Article
Mining protein dynamics from sets of crystal structures using “consensus structures”
Article first published online: 29 JAN 2010
DOI: 10.1002/pro.350
Copyright © 2010 The Protein Society
Additional Information
How to Cite
van Westen, G. J. P., Wegner, J. K., Bender, A., IJzerman, A. P. and van Vlijmen, H. W. T. (2010), Mining protein dynamics from sets of crystal structures using “consensus structures”. Protein Science, 19: 742–752. doi: 10.1002/pro.350
Publication History
- Issue published online: 24 MAR 2010
- Article first published online: 29 JAN 2010
- Accepted manuscript online: 29 JAN 2010 12:00AM EST
- Manuscript Accepted: 19 JAN 2010
- Manuscript Revised: 13 JAN 2010
- Manuscript Received: 14 JUL 2009
Keywords:
- ligand-induced conformational changes;
- pocket characterization;
- flexibility;
- B-factors;
- working mechanism
Abstract
In this work, we describe two novel approaches to utilize the dynamic structure information implicitly contained in large crystal structure data sets. The first approach visualizes both consistent as well as variable ligand-induced changes in ligand-bound compared with apo protein crystal structures. For this purpose, information was mined from B-factors and ligand-induced residue displacements in multiple crystal structures, minimizing experimental error and noise.

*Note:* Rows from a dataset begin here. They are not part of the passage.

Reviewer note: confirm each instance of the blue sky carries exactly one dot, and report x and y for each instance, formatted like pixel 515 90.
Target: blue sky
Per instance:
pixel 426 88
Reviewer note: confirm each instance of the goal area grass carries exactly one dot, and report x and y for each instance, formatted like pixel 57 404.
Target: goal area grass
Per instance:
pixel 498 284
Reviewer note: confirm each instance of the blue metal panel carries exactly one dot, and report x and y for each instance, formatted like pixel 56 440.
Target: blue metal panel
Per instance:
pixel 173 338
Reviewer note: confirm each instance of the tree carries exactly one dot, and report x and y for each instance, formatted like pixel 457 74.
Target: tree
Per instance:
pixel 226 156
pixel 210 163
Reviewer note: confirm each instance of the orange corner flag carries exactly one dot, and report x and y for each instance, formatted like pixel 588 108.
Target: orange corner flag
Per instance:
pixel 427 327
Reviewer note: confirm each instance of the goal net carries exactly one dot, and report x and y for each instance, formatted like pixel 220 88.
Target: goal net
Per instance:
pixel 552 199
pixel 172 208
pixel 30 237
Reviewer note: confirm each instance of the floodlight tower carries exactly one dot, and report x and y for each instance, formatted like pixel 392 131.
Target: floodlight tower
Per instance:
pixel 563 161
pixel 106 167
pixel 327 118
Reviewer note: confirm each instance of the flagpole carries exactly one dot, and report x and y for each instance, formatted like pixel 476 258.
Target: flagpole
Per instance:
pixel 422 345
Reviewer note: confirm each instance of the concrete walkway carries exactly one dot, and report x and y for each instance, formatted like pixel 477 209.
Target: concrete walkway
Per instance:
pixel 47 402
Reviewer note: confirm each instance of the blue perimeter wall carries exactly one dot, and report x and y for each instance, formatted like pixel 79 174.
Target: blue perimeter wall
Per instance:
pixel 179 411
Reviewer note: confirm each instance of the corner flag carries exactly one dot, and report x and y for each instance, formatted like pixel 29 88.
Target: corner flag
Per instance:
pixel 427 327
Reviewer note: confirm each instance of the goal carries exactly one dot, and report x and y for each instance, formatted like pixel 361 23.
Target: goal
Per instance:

With this approach, the mechanism of action of non-nucleoside reverse transcriptase inhibitors (NNRTIs) as an inseparable combination of distortion of protein dynamics and conformational changes of HIV-1 reverse transcriptase was corroborated (a combination of the previously proposed “molecular arthritis” and “distorted site” mechanisms). The second approach presented here uses “consensus structures” to map common binding features that are present in a set of structures of NNRTI-bound HIV-1 reverse transcriptase. Consensus structures are based on different levels of structural overlap of multiple crystal structures and are used to analyze protein–ligand interactions. The structures are shown to yield information about conserved hydrogen bonding interactions as well as binding-pocket flexibility, shape, and volume. From the consensus structures, a common wild type NNRTI binding pocket emerges. Furthermore, we were able to identify a conserved backbone hydrogen bond acceptor at P236 and a novel hydrophobic subpocket, which are not yet utilized by current drugs. Our methods introduced here reinterpret the atom information and make use of the data variability by using multiple structures, complementing classical 3D structural information of single structures.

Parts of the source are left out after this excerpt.